Privacy
Issues When Using Robots.txt & The Robots Meta Tag?
Understanding the difference between the robots.txt file
and Robots <META> Tag is critical for search engine optimization and
security. It can have a profound impact on the privacy of your website and
customers as well. The first thing to know is what robots.txt files and Robots
<META> Tags are.
Robots.txt
Robots.txt is a file you place in your website’s top
level directory, the same folder in which a static homepage would go. Inside
robots.txt, you can instruct search engines to not crawl content by disallowing
file names or directories. There are two parts to a robots.txt directive, the
user-agent and one or more disallow instructions.

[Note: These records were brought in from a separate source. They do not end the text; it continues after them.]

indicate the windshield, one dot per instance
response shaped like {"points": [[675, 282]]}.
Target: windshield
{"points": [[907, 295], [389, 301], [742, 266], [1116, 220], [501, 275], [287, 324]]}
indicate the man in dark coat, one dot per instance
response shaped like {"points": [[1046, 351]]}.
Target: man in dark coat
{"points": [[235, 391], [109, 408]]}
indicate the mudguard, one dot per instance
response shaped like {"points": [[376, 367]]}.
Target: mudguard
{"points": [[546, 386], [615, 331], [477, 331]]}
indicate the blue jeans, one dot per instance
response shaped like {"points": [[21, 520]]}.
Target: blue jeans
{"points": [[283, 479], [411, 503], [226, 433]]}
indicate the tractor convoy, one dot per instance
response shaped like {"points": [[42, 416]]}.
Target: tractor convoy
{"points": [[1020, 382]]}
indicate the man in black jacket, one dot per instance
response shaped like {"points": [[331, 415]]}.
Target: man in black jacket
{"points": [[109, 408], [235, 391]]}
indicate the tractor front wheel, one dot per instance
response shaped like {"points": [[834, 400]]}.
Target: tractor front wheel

The user-agent specifies one or all Web crawlers or
spiders. When we think of Web crawlers we tend to think Google and Bing;
however, a spider can come from anywhere, not just search engines, and there
are many of them crawling the Internet.
Here is a simple robots.txt file telling all Web crawlers
that it is okay to spider every page:
User-agent: *
Disallow:
To disallow all search engines from crawling an entire
website, use:
User-agent: *
Disallow: /
The difference is the forward slash after Disallow:,
signifying the root folder and everything in it, including sub-folders and
files.
Is
Robots.txt A Security Or Privacy Risk?
Using robots.txt to hide sensitive or private files is a
security risk. Not only might search engines index disallowed files, it is like
giving a treasure map to pirates.
Use
Robots <META> Tag To Keep Files Out Of The Search Index
Because robots.txt does not exclude files from the search
indexes, Google and Bing follow a protocol which does accomplish exactly that,
the Robots <META> tag.
<html>
<head>
<title>...</title>
<META NAME="ROBOTS" CONTENT="NOINDEX,
FOLLOW">
</head>
The robots <META> tag provides two instructions:
- index or noindex
- follow or nofollow
Index or noindex instructs search engines whether or not
to index a page. When you select index, they may or may not choose to include a
webpage in the index. If you select noindex, the search engines will definitely
not include it.
Follow or nofollow instructs Web crawlers whether or not
to follow the links on a page. It is like adding an rel=”nofollow” tag to every
link on a page. Nofollow evaporates PageRank, the raw search engine ranking
authority passed from page to age via links. Even if you noindex a page, it is
probably a bad idea to nofollow it. Let PageRank flow through to its final
conclusion. Otherwise, you could be pouring perfectly good link juice down the
drain.
When you want to exclude a page from the search engine
indexes, do this:
<html>
<head>
<title>...</title>
<META NAME="ROBOTS" CONTENT="NOINDEX,
FOLLOW">
</head>